An examination of the Property Price Register shows Shovlin’s former Dublin residence was sold on June 26th for €3.1 million.
The sale of the property represents just the latest severing of ties of Ireland’s Celtic Tiger developers with the capital’s toniest thoroughfares. Unsurprisingly, Shrewsbury Road in Dublin 4 leads the way in that regard, having witnessed the departure in the depths of the recession of Sean Dunne, Paddy Kelly and Derek Quinlan.
Shovlin’s one-time home has beaten US-based developer John Flynn’s former Dublin residence Cooldrinagh to the punch in the search for a buyer. This despite the fact that the latter property has been on and off the market for the past six years. Cooldrinagh, on the corner of Kerrymount Avenue and Brighton Road, was offered for sale originally in 2013 for €4.25 million. While that price has since been reduced to €2.75 million, a buyer has to emerge for the property, which famously bears the distinction of having been Samuel Beckett’s childhood home.

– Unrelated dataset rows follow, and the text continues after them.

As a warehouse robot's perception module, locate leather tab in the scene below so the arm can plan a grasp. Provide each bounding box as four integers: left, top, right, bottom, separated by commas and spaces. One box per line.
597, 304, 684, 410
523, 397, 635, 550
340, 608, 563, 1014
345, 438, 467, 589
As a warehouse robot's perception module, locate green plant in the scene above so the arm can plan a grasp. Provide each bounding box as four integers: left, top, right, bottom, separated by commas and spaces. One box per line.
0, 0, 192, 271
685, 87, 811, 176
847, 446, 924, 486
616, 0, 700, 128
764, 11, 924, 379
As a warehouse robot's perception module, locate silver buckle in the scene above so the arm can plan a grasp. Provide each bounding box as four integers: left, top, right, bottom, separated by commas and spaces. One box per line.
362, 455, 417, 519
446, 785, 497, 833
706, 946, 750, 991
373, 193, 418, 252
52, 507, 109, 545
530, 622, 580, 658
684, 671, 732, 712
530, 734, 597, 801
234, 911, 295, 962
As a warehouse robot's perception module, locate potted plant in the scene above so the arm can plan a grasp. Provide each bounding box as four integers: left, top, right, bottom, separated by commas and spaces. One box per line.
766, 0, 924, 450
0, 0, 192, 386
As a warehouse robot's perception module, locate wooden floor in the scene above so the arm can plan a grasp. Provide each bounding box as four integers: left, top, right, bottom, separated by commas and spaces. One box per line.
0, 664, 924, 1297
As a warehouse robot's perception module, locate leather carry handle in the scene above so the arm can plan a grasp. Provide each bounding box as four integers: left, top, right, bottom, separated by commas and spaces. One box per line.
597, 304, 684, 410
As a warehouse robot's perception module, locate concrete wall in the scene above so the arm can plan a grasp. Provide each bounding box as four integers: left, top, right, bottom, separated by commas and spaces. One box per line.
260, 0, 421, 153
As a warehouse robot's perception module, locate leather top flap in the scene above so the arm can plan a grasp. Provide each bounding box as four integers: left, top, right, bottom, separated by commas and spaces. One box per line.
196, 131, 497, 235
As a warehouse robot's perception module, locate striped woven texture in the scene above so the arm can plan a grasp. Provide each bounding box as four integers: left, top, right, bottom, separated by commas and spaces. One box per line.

Flynn is selling Cooldrinagh as he and his family now spend most of their time in the US. When the three-bed Edwardian on an acre was purchased at auction in 1996 for £850,000, it set a record for Foxrock property at the time.
Shovlin, for his part, continues to live in the UK. After emerging from bankruptcy in May 2013, the former Landmark Enterprises chief teamed up with developer Mark Booth on the establishment of Hayfield Homes.
The company, which Shovlin describes as a “medium-sized house builder in the UK market”, is delivering 400 homes per region per year. Hayfield is in the process of buying a landbank comprising more than 2,000 plots in areas such as Stratford-upon-Avon and Leamington Spa in the English midlands.
Prior to the crash, Shovlin’s Landmark Enterprises had been counted as one of the most significant players in Ireland’s property industry. Among the company’s most notable projects were the €500 million Beacon Court and Beacon South Quarter mixed-use schemes in Sandyford and the Harcourt Building in Dublin city.